Poetry concerns itself with what it leaves out; it gets its effects by omissions. It renews by finding new aspects of explanation to omit; the difference between twentieth and nineteenth century poetries is where the spaces are. Nineteenth century poetry wavered between leaving out the story and telling it; it lost interest in the discourse and treatise. Twentieth century poetry created omissions on the physical page itself, put more white space in front of the readers' eyes, tried to leave out the story pretty much entirely, and dispersed the discourse and treatise here and there. Contemporary mainstream poetry professes no idea that any of this is happening: it has kept syntax rigidly tight, shrunk the story to anecdote, and made an utterly boring poetry. Orthodox innovative practice, on the other hand, supposes a lot of spaces, but places them all on the surface, and that can get a little old and didactic-feeling. Space isn't always visual, or perceptible as disjunction; in a highly compressed poetry, like Ed's it's inside the line and thought pattern. It's how the poet's mind works. Ed put the story back in (Olson left it out), and he isn't ever disjunctive, but he NEVER explains, or demonstrates, his reasoning. This is how Slinger is fast.

But now
A weak-minded mammal stands
on the corner of his head
and fort Phil Korny avenue
you can catch him
as the Driverless Horses pull in
this must be Everything's connection
whos haranguing the perspicacious crowd
'But why is he so loud' Lil asked
'perhaps he can use some help
before he gets boxed up and sent North

This poetry entertains and pushes one ever forward, without one necessarily knowing what's going on, because it is possible to be funny, fast, and linguistically brilliant without elucidating. Everything — Everything is a character, after all, a unity — is right there as you read it. The words are as concrete as it gets. This is a poetry with a consistently hard surface; although the words may mean a lot of things, they never float loose, and you aren't permitted to stop and contemplate the layering. Any word might become a character, but then it is. Period. You're in the story the same way you're in a dream: situations and events are taken for granted and you keep going through it. The surface tells you not to stop and meditate on references; it tells you you're being pulled ahead by the driverless horses. The poem gives you everything you need for it, by existing the way it does. I certainly accepted it as it was.
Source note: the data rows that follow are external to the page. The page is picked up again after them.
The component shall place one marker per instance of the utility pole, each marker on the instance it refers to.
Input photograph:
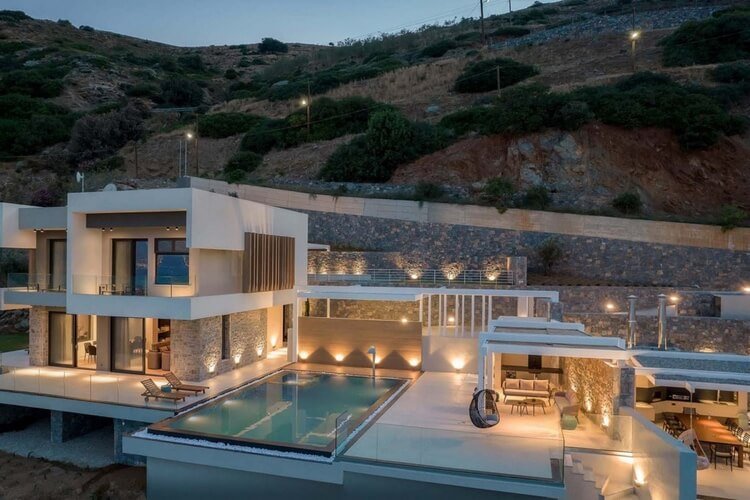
(481, 19)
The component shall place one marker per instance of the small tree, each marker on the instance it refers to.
(271, 46)
(628, 203)
(731, 217)
(549, 252)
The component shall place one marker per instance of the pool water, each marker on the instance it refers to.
(289, 410)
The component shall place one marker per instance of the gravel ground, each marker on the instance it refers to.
(92, 450)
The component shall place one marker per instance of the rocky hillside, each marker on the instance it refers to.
(128, 88)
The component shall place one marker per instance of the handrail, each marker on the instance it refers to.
(494, 279)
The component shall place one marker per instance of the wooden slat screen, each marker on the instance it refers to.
(268, 263)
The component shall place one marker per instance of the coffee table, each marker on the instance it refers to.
(534, 402)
Ed did a lot between the sections of Slinger — including write other poetry: Hello La Jolla, Yellow Lola, A Day & Night Book, the two sequences for Jenny, Love Songs and Songs: Set Two: A Short Count, Recollections of Gran Apacheria, some individual poems. This is an amazing amount of work; but certainly living got done too. It's just that the living and the poetry are so interconnected. Ed sometimes talked as if poetry wasn't everything — Everything! — did he really believe this? In Boulder in 1980 I once saw him in a state of total exhilaration. It turned out he'd been playing golf. I think I must have looked astonished when he told me he'd been playing golf, in fact I really didn't know what to think. He looked at me with defiance and said, "Don't you ever want just to live?" I didn't say anything, I wasn't sure if I did; I'm still thinking about it.